Dalam tugasnya sebagai Menhan, dia didampingi panglima angkatan bersenjata baru Qari Fasihuddin Al Badakhshani seorang gubernur dari Basakhsan yang sebelumnya berhasil dalam penumpas pemberontakan di Panjshir.

Kemenhan Afghanistan mempunyai tugas berat ke depannya. Salah satunya melakukan modernisasi militer menjadi lebih peofesional.

Kemungkinan milisi Taliban yang berjumlah 100 ribu orang akan dikembangkan menjadi sebuah kekuatan yang mirip dengan Garda Nasional di AS atau IRGC di Iran yang mempunyai emoat matra; darat, udara, laut (sungai) dan roket (rudal balistik).

Jumlahnya bisa membengkak menjadi sekitar 5 juta sebagaimana Basij di Iran untuk memastikan keamanan negara.

Ini menjadi sebuah sistem 'bela negara' di Afghanistan yang sangat diperlukan untuk menjamin kesinambungan negara dan pemerintahan.

Pakistan dilaporkan beberapa waktu lalu sudah siap melakukan kerja sama antar negara dengan Afghanistan yang meliputi pelatihan militer secara profesional.

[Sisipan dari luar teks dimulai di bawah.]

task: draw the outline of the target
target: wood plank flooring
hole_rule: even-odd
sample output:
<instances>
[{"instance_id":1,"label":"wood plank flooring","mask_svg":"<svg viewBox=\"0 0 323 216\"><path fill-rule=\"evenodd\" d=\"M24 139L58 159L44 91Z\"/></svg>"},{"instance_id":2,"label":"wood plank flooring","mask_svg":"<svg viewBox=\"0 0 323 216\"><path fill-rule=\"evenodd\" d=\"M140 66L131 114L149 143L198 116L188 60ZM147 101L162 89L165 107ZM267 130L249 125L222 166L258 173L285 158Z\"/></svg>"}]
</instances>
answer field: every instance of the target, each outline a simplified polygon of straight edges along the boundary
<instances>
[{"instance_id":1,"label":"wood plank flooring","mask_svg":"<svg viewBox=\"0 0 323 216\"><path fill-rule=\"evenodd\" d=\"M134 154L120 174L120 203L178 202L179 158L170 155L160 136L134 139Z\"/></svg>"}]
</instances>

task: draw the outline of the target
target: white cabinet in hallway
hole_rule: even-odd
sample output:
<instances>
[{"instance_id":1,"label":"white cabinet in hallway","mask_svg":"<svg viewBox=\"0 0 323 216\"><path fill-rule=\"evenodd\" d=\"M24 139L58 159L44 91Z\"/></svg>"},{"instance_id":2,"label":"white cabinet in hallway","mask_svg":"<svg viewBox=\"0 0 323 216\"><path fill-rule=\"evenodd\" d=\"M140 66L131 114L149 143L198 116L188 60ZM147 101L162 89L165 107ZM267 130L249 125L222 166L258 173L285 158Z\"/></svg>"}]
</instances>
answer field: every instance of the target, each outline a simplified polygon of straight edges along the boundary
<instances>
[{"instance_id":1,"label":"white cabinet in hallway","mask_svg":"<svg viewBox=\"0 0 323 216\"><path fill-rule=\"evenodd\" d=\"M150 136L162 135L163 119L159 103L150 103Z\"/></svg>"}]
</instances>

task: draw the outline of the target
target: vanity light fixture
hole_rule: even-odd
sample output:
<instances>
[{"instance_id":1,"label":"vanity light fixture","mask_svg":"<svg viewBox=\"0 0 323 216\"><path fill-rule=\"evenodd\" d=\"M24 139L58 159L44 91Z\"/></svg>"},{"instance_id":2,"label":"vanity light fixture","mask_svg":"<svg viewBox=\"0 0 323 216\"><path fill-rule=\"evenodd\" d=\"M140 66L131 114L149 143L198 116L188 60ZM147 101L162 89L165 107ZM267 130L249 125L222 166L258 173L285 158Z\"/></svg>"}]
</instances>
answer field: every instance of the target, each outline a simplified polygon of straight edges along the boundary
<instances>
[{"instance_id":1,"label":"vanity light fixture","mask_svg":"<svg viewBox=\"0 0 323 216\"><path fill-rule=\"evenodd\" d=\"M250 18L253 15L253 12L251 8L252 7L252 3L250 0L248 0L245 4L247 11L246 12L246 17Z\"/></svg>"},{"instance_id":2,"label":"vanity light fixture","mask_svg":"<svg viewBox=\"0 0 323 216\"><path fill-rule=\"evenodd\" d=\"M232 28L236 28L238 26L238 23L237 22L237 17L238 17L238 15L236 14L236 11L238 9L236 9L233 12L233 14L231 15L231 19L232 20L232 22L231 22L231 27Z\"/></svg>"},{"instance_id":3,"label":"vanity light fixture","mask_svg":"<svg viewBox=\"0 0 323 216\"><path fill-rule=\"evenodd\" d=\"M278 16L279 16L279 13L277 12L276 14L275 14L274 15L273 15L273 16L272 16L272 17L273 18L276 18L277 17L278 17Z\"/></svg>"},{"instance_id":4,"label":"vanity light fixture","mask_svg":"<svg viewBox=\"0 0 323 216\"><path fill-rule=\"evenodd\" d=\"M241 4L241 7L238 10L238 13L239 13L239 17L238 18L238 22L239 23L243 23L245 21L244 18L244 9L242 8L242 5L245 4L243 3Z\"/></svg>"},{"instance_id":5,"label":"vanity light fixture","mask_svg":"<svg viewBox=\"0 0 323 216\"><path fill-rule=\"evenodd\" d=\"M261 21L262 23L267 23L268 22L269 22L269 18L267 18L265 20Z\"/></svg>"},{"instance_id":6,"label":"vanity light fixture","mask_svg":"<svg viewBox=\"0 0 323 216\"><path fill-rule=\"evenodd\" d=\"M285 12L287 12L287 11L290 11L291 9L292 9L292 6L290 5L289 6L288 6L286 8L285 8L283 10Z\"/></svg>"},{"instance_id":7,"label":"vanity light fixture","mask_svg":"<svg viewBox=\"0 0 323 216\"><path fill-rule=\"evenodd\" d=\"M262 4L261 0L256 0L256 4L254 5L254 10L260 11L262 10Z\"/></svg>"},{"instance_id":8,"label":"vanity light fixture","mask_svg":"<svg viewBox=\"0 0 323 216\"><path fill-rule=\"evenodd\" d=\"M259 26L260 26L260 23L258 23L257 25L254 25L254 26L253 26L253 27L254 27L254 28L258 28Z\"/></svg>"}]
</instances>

Permasalahan kedua yang dihadapi Kemenhan Afghanistan adalah perawatan alutsista bekas AS yang ditinggalkan secara langsung maupun yang sebelumnya milik negara pada pemerintahan Ghani.

Jika tak dirawat, persenjataan itu akan cepat usang dan tidak bisa dipakai lagi sebagaimana persenjataan di era Soviet yang sampai sekarang masih teronggok di gudang.

Kemenhan harus mempunyai BUMN pertahanan yang kuat yang mampu merawat, mereproduksi suku cadang maupun meningkatkan kemampun semua alutsista tersebut.

Tugas ini dapat diberikan kepada BUMN atau satuan khusus di militer bidang perawatan maupun direktorat sipil di Kemenhan sebagaimana DRDO di India.

Sebuah BUMN baru juga mendesak untuk didirikan untuk memproduksi pesawat, drone maupun alutsista baru mengingat banyak pesawat milik negara di bandara dirusak AS dkk saat evakuasi berakhir 31 Agustus 2021 lalu.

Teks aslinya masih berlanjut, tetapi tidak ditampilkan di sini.